Ultimately, the road to stability in Libya does pass through Cairo, but also through (in order of importance) Brussels, Abu Dhabi, Washingnton, Moscow, Italy — and most importantly through Tripoli and Misrata. Regional and international buy-in for a new settlement is important, but Libyan buy-in is key. An agreement built around the “independence” of the military from the civilian government (as Haftar insists) and the exclusion of the forces that Cairo considers “too Islamist” is unlikely to get the support of key factions in Western Libya. Ultimately, these ambiguities in the Egyptian plan risk jeopardizing a core agreement between the local powers in Tripoli, Misrata, and Marj, making any deal external actors hammer out fragile at best.

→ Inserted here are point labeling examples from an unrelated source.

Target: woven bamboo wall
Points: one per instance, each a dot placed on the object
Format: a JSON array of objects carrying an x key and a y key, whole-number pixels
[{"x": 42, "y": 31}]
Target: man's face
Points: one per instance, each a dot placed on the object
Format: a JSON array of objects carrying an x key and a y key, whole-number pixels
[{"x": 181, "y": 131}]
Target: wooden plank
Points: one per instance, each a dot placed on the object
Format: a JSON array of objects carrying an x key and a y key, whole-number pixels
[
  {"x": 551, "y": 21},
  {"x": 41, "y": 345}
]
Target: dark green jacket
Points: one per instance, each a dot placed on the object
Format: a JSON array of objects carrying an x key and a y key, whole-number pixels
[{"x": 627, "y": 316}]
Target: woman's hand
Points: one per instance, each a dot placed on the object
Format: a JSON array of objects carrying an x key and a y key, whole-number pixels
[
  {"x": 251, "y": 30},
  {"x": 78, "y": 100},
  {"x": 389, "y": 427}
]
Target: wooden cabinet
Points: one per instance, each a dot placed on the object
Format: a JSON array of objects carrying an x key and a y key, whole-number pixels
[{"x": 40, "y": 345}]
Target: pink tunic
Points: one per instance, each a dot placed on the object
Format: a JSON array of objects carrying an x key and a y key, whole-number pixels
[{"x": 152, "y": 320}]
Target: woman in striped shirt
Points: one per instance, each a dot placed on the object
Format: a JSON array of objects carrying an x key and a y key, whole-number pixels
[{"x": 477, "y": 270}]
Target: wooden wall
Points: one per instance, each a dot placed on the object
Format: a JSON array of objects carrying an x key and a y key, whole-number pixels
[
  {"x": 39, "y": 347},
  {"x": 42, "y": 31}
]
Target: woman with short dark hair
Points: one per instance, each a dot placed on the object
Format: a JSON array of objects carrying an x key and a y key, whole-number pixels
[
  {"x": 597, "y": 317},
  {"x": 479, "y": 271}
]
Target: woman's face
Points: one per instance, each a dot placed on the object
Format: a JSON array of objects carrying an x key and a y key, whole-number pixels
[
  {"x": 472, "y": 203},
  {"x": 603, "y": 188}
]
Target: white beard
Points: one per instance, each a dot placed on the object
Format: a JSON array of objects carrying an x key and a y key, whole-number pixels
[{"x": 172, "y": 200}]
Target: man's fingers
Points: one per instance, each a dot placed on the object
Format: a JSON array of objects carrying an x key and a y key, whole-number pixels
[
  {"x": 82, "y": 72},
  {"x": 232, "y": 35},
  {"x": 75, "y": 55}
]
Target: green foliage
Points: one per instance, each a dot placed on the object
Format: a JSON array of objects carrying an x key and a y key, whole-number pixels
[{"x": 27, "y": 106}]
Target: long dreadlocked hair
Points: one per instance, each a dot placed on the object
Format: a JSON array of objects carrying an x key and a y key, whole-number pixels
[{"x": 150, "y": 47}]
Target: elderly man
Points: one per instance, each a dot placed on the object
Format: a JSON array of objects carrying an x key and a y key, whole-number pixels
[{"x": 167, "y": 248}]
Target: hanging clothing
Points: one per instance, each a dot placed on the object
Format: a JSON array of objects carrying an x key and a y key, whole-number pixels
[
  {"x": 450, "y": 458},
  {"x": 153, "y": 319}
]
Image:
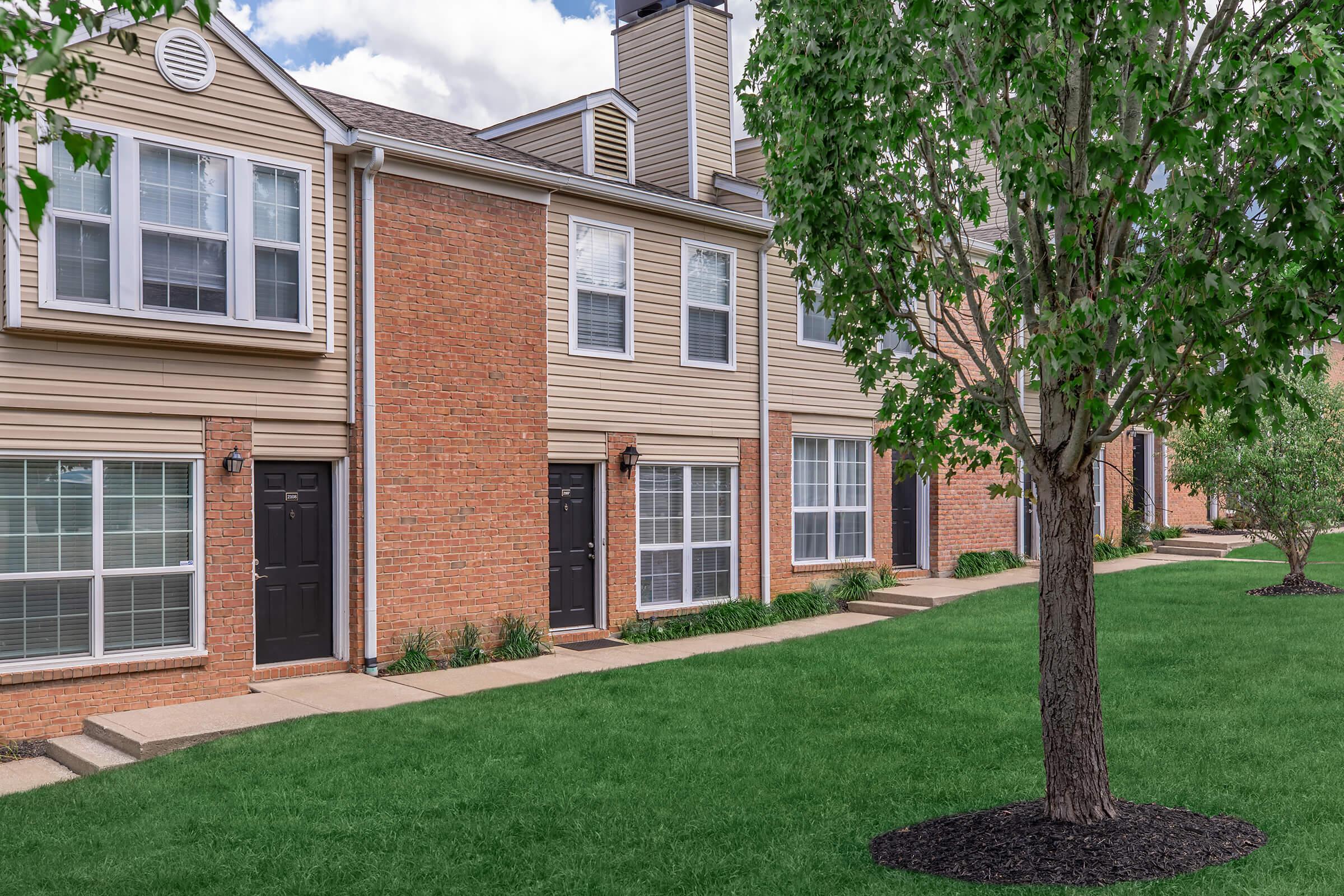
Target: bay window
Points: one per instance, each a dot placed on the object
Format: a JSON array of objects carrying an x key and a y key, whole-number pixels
[
  {"x": 687, "y": 535},
  {"x": 831, "y": 500},
  {"x": 179, "y": 231},
  {"x": 99, "y": 558}
]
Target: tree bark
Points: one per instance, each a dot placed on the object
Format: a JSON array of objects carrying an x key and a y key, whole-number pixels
[{"x": 1077, "y": 781}]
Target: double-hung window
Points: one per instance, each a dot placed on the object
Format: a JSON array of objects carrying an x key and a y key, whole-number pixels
[
  {"x": 709, "y": 296},
  {"x": 99, "y": 558},
  {"x": 831, "y": 500},
  {"x": 815, "y": 325},
  {"x": 601, "y": 289},
  {"x": 179, "y": 231},
  {"x": 687, "y": 535}
]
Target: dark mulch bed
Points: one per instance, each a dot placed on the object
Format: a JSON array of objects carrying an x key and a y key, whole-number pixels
[
  {"x": 1296, "y": 584},
  {"x": 1016, "y": 844},
  {"x": 15, "y": 750}
]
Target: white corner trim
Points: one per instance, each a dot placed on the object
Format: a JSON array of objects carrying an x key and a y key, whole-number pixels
[
  {"x": 693, "y": 150},
  {"x": 12, "y": 291},
  {"x": 586, "y": 102},
  {"x": 328, "y": 244},
  {"x": 467, "y": 182},
  {"x": 589, "y": 150}
]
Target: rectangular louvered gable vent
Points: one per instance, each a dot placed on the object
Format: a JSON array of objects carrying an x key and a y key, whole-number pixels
[{"x": 610, "y": 144}]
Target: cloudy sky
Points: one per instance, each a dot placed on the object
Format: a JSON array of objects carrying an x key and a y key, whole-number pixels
[{"x": 471, "y": 62}]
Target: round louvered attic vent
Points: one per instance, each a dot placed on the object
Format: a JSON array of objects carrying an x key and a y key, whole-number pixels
[{"x": 185, "y": 59}]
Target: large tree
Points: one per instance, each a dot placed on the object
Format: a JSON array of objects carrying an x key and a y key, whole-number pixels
[
  {"x": 1094, "y": 200},
  {"x": 35, "y": 46}
]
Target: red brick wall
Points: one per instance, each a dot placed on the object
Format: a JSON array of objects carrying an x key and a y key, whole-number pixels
[
  {"x": 46, "y": 704},
  {"x": 461, "y": 410}
]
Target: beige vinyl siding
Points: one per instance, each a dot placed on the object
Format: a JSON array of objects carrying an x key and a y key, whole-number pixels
[
  {"x": 687, "y": 449},
  {"x": 559, "y": 142},
  {"x": 241, "y": 110},
  {"x": 713, "y": 99},
  {"x": 299, "y": 440},
  {"x": 35, "y": 430},
  {"x": 86, "y": 363},
  {"x": 610, "y": 139},
  {"x": 652, "y": 76},
  {"x": 568, "y": 445},
  {"x": 654, "y": 393},
  {"x": 750, "y": 163}
]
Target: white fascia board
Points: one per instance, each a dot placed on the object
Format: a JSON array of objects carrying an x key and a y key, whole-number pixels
[
  {"x": 582, "y": 104},
  {"x": 577, "y": 184}
]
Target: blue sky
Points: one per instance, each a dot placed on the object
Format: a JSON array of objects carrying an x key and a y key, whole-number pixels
[{"x": 468, "y": 61}]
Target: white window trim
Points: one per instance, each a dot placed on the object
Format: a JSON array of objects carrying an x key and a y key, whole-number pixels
[
  {"x": 628, "y": 355},
  {"x": 687, "y": 248},
  {"x": 124, "y": 242},
  {"x": 812, "y": 343},
  {"x": 686, "y": 544},
  {"x": 96, "y": 655},
  {"x": 831, "y": 508}
]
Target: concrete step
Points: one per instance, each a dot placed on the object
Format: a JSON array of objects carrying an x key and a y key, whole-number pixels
[
  {"x": 1179, "y": 550},
  {"x": 84, "y": 755},
  {"x": 160, "y": 730},
  {"x": 882, "y": 609}
]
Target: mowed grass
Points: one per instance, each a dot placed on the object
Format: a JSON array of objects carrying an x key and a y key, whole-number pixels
[
  {"x": 753, "y": 772},
  {"x": 1328, "y": 548}
]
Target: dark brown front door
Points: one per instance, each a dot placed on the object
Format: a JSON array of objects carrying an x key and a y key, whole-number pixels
[
  {"x": 905, "y": 521},
  {"x": 573, "y": 547},
  {"x": 293, "y": 561}
]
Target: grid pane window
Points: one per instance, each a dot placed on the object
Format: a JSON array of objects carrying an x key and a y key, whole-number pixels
[
  {"x": 52, "y": 577},
  {"x": 601, "y": 281},
  {"x": 831, "y": 499},
  {"x": 687, "y": 527},
  {"x": 709, "y": 297}
]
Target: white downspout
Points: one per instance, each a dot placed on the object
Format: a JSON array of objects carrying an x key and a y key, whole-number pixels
[
  {"x": 764, "y": 344},
  {"x": 371, "y": 170}
]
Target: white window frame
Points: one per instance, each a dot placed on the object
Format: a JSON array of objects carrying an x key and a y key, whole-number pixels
[
  {"x": 99, "y": 573},
  {"x": 628, "y": 355},
  {"x": 811, "y": 343},
  {"x": 125, "y": 241},
  {"x": 689, "y": 246},
  {"x": 686, "y": 544},
  {"x": 831, "y": 507}
]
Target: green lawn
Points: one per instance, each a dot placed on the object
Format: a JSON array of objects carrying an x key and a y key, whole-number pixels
[
  {"x": 752, "y": 772},
  {"x": 1328, "y": 548}
]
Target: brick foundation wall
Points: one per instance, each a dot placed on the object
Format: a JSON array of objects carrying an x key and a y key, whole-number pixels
[
  {"x": 55, "y": 703},
  {"x": 461, "y": 412}
]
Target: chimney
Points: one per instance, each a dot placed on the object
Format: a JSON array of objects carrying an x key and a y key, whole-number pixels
[{"x": 674, "y": 62}]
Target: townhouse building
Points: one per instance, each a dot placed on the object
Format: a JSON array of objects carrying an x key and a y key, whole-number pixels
[{"x": 301, "y": 374}]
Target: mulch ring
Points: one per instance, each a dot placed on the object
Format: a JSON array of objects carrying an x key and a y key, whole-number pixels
[
  {"x": 1296, "y": 584},
  {"x": 15, "y": 750},
  {"x": 1018, "y": 844}
]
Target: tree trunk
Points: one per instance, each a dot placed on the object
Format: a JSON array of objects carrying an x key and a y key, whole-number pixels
[{"x": 1077, "y": 781}]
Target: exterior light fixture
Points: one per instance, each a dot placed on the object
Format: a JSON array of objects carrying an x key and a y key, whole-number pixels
[
  {"x": 629, "y": 457},
  {"x": 234, "y": 463}
]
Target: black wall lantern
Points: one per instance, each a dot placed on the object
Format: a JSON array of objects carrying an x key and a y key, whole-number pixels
[
  {"x": 234, "y": 463},
  {"x": 629, "y": 457}
]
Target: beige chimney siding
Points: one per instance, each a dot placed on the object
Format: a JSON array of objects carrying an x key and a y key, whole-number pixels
[{"x": 120, "y": 368}]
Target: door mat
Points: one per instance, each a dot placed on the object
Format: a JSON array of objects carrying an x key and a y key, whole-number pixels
[{"x": 596, "y": 644}]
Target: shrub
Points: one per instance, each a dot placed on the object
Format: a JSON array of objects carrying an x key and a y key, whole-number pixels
[
  {"x": 467, "y": 648},
  {"x": 519, "y": 640},
  {"x": 854, "y": 585},
  {"x": 417, "y": 654},
  {"x": 973, "y": 563}
]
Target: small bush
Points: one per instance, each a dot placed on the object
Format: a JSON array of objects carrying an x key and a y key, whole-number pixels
[
  {"x": 467, "y": 648},
  {"x": 854, "y": 585},
  {"x": 417, "y": 654},
  {"x": 973, "y": 563},
  {"x": 519, "y": 640}
]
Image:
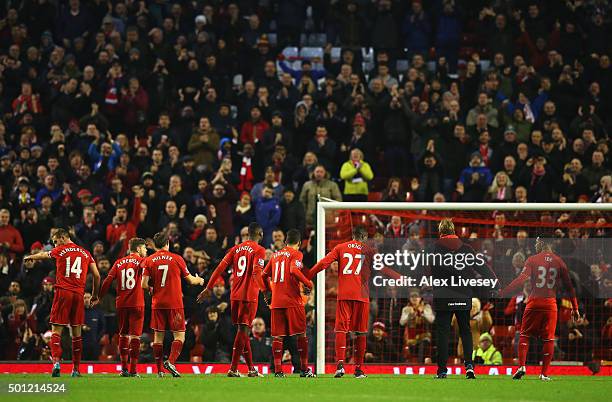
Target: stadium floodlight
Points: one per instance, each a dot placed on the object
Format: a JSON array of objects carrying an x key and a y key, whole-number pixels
[{"x": 411, "y": 209}]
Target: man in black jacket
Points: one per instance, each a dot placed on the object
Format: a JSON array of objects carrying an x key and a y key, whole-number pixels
[{"x": 452, "y": 298}]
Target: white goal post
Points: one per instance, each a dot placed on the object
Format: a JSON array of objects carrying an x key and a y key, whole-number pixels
[{"x": 324, "y": 205}]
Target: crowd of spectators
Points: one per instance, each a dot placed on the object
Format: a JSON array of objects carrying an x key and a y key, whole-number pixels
[{"x": 122, "y": 118}]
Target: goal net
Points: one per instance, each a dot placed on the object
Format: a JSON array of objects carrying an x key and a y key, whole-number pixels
[{"x": 401, "y": 325}]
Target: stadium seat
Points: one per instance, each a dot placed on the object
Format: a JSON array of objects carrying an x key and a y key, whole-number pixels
[
  {"x": 402, "y": 65},
  {"x": 368, "y": 54}
]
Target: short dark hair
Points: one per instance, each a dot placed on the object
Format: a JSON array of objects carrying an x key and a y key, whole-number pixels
[
  {"x": 360, "y": 233},
  {"x": 160, "y": 240},
  {"x": 446, "y": 227},
  {"x": 60, "y": 233},
  {"x": 293, "y": 236},
  {"x": 136, "y": 242},
  {"x": 254, "y": 229}
]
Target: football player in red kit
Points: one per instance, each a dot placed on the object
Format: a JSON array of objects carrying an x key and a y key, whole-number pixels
[
  {"x": 288, "y": 318},
  {"x": 129, "y": 302},
  {"x": 246, "y": 261},
  {"x": 546, "y": 272},
  {"x": 165, "y": 270},
  {"x": 352, "y": 313},
  {"x": 72, "y": 263}
]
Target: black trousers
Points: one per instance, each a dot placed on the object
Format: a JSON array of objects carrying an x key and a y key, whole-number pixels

While the meeting in Abu Dhabi may have raised hopes of a breakthrough in many Western capitals, the Egyptian (and Emirati) mediation is unlikely to work, unless these countries and their Libyan proxy Khalifa Haftar are ready for a real compromise. This will need to include crucial issues such as the inclusion of all actors in the political framework and civilian oversight of the military. Absent this, instability, and possibly escalation could still be part of the picture in Libya.